Display your reconstructions  
Observe how reconstruction improves as k increases.


In [None]:

def reconstruct_with_k(U, mean_image, x_centered, k):
    '''
        reconstruct_with_k should return a vector of the reconstructed input x_centered
    '''
    #TODO - enter your code here...
    
    return recon_x

#choose an image index and k (components) list
j = 11
ks = [5, 10, 15, 20, 25, 30]



#Load the test images
B, _ = load_and_preprocess(TEST_DIR, size=OUTPUT_SIZE, max_images=MAX_IMAGES)
B_centered = B - mean_image[:, None] # remeber the mean image must be from A

# TODO: Uncomment and run on a training image in A, after it is centered; A_centered, U, and mean_image exist
#orig = A[:, j]
#x = A_centered[:, j]
#then run on the test data
#orig = B[:, j]
#x = B_centered[:, j]
# 

recons_x = []
mses = []
for k in ks:
    r = reconstruct_with_k(U3, mean_image, x, k)
    recons_x.append(r)
    mses.append(float(np.mean((orig - r)**2)))

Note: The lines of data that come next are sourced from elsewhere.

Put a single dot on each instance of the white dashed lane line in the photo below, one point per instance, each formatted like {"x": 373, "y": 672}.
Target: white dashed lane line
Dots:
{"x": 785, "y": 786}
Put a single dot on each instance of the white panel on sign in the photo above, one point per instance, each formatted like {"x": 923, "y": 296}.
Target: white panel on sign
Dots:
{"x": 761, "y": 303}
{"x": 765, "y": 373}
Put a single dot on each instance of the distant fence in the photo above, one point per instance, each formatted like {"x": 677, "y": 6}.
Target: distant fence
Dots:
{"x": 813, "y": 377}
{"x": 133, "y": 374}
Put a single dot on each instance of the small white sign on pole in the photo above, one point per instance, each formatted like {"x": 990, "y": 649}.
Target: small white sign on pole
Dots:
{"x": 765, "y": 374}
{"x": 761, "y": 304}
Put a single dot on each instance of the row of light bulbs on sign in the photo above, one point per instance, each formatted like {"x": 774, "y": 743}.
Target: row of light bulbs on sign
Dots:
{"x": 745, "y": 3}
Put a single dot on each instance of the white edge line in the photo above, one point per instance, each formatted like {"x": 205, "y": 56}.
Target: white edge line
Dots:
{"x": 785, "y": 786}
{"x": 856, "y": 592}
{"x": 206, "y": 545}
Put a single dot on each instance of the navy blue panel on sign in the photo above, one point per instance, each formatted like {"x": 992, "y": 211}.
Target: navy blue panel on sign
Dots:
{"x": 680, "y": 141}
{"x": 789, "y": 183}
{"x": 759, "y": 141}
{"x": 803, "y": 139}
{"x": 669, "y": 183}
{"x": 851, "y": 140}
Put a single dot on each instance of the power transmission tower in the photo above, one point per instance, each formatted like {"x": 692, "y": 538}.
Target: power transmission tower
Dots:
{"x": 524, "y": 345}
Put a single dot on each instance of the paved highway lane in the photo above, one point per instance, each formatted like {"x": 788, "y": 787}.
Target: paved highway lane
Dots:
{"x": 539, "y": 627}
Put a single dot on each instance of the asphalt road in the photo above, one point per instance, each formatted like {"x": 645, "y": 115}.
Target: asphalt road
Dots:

# # Plot original + reconstructions
cols = len(ks) + 1
plt.figure(figsize=(2.2*cols, 2.8))
ax = plt.subplot(1, cols, 1)
ax.imshow(orig.reshape(OUTPUT_SIZE[::-1]), cmap="gray")
ax.set_title("Original")
ax.axis("off")
for i, (k, r, mse) in enumerate(zip(ks, recons_x, mses), start=2):
    ax = plt.subplot(1, cols, i)
    ax.imshow(r.reshape(OUTPUT_SIZE[::-1]), cmap="gray")
    ax.set_title(f"k={k}\nMSE={mse:.4f}")
    ax.axis("off")
plt.tight_layout()
plt.show()

# # Error curve
plt.figure(figsize=(5,3))
plt.plot(ks, mses, marker="o")
plt.xlabel("Number of components (k)")
plt.ylabel("Reconstruction MSE")
plt.title("Reconstruction error vs k")
plt.grid(True, alpha=0.3)
plt.tight_layout()
plt.show()




## 11) TODO: Explained variance; plot the cummulative explained variance   

Plot how much variation is captured by the first k components.   

$EVR_k = \frac{\lambda_k}{\sum_{i=1}^p \lambda_i}$

Cummulative $EVR_m = \frac{\sum_{k=1}^m \lambda_k}{\sum_{i=1}^p \lambda_i}$

Plot $EVR_m$ at every $m$


In [None]:
#####
#TODO - enter your code here to solve for cummu, the cummlative EVR

#plot cummu
plt.figure(figsize=(6,3.5))
plt.plot(np.arange(1, len(cummu)+1), cummu, marker='o')
plt.xlabel("Number of components (k)")
plt.ylabel("Cumulative explained variance")
plt.title("Explained variance vs components")
plt.grid(True, alpha=0.3)
plt.tight_layout()
plt.show()


## 12) TODO: Feature Mapping
- Explain how this approach can be used for feature extraction - you can explain that here...

- What exactly are the features and how do we obtain them here?